Simple: sum(), min, max, avg, count advanced: stdev()

select sum(sales) as total
from sales
where year = 2016

Grouping set return multiple levels of aggregation in one statement.

select margin, sale
from sales
group by margin, sale
grouping sets (margin, sale)

the last line is union of (margin, sale) with margin and (margin, sale) with sale.

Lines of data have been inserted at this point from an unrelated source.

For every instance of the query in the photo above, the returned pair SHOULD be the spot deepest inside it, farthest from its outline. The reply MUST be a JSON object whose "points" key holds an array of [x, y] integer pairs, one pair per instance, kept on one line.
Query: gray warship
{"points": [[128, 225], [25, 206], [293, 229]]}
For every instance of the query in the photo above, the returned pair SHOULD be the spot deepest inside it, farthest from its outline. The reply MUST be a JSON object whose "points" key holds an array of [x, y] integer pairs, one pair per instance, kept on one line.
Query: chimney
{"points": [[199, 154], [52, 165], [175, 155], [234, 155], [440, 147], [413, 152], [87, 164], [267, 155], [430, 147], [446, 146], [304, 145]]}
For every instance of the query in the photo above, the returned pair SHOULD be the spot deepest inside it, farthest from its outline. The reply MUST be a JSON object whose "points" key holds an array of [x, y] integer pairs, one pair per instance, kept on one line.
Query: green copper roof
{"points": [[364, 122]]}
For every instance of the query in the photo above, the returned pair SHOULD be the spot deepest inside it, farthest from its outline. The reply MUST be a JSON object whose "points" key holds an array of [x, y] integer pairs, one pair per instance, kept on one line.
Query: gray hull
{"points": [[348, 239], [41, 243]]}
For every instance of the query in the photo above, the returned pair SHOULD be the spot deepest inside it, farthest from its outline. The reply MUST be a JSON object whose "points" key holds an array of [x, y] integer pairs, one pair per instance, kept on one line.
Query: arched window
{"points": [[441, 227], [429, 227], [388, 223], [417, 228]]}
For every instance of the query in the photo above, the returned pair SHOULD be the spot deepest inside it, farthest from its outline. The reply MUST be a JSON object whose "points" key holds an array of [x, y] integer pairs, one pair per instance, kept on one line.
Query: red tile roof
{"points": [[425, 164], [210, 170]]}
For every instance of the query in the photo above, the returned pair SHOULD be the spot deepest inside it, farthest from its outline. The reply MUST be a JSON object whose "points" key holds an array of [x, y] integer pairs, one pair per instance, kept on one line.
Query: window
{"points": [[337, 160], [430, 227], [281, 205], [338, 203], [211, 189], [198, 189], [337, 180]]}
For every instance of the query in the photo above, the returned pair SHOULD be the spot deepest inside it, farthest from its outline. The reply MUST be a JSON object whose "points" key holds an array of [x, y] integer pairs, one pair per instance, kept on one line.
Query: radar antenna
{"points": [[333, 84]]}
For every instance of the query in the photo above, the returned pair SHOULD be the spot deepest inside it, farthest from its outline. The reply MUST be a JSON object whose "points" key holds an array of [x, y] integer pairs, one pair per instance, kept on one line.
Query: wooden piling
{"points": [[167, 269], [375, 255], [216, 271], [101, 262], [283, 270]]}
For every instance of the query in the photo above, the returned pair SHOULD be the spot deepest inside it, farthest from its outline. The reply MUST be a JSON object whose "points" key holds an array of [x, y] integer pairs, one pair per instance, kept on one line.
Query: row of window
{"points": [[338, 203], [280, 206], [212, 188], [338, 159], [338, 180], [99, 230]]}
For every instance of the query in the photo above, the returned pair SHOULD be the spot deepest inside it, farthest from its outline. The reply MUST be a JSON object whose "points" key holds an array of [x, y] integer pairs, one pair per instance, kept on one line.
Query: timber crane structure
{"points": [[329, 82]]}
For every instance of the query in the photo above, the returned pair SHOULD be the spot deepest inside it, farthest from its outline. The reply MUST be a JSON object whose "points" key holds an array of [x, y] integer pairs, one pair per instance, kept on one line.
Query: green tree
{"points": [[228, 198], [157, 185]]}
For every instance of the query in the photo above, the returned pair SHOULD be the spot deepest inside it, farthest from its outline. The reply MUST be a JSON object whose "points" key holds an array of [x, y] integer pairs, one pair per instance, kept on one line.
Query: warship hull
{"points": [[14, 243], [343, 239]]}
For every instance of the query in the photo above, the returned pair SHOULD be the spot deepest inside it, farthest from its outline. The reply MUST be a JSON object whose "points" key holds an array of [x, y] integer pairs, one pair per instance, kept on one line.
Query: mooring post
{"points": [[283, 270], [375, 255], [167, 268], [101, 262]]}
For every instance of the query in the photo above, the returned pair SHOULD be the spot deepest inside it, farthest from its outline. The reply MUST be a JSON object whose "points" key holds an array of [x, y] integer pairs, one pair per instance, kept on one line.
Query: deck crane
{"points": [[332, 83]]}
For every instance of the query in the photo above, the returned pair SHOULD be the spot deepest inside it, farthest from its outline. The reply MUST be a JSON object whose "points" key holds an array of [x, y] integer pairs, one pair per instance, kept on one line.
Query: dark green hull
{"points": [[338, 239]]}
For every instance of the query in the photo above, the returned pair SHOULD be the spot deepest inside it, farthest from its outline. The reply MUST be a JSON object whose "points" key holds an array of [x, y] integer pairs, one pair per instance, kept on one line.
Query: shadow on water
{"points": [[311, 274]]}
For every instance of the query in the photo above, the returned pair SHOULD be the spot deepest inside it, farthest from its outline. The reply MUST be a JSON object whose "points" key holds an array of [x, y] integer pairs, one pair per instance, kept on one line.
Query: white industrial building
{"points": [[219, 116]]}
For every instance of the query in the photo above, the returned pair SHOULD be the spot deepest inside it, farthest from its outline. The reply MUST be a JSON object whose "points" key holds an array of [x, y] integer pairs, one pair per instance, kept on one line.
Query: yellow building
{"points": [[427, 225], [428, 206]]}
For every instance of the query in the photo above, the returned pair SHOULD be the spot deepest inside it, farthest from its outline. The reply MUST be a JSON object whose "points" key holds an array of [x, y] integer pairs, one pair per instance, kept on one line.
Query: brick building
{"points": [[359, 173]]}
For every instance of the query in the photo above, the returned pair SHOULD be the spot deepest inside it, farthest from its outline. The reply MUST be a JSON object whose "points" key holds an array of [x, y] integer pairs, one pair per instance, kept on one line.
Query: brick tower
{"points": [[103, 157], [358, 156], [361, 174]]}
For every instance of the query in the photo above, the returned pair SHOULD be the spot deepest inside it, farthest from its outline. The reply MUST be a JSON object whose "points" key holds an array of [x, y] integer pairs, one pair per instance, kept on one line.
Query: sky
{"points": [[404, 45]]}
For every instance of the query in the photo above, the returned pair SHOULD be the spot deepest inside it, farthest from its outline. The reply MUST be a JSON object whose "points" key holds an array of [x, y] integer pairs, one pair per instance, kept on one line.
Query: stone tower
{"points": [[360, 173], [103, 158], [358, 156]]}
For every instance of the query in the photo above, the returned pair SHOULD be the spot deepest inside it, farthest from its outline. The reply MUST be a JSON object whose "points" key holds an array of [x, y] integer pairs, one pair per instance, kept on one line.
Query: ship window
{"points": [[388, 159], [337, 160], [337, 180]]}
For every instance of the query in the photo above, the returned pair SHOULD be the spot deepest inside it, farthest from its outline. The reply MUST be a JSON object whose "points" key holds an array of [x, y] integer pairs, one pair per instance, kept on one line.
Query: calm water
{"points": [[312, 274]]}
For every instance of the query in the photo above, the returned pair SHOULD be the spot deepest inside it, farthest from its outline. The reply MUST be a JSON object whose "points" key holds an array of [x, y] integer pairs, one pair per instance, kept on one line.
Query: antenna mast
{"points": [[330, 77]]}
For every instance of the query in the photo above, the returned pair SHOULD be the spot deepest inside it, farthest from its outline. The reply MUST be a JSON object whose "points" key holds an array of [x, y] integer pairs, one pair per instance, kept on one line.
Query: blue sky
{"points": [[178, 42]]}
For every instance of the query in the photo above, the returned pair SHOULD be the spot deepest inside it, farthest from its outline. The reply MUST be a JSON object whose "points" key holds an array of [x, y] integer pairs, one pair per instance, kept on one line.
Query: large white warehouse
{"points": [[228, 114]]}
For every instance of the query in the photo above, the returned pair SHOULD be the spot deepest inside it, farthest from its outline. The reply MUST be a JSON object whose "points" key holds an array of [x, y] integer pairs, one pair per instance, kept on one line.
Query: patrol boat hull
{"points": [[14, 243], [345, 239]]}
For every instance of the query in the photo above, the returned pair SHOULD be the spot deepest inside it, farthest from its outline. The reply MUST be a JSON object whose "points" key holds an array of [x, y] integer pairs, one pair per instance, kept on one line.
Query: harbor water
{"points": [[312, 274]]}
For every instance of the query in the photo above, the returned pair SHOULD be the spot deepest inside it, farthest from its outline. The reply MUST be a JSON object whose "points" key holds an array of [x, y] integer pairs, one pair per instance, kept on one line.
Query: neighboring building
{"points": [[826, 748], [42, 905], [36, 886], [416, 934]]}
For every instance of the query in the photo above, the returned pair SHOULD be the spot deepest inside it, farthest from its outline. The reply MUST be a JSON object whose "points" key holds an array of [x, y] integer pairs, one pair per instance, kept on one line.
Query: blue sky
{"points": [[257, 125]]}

Cube returns all possible aggregate combinations

select margin, sale
from sales
group by margin, sale
with cube

Rollup returns hierarchical combinations

select margin, sale
from sales
group by margin, sale
with rollup

Joins are supported and use ANSI-SQL syntax.

Hive Functions

Hive Functions extend Hive. There are string functions such as concat and substr(), math functions such as abs() and sqrt(), date functions such as to_date(), and conditional functions such as if() and coalesce(). Their usage is pretty much how they are used in an OLTP SQL query.

Partitioned Tables

Hive tables often contain massive amounts of data simply because we use Hadoop for big data. Using conditional logic, you can divide this data into smaller tables called partitioned tables. For example, you can divide sales data by geography or fiscal year. In such case, each year or location will be in a different partition table.

First we create the table from csv. Go to Query Editors > Hive.

create table sales (sid int, location string, orderdate date, sale float)
partitioned by (year int)
stored as textfile;

Add subfolders under the sales directory for each partition year. Add csv file for each year.

Create partitions and add them to the table

alter table sales
add partition (year = 2016)
location '2016/';

Conclusion

Hive is pretty easy to work with. Simply log into HUE interface and write SQL queries. There are a few differences as you have seen here. After Hive, you should also look into Apache Spark.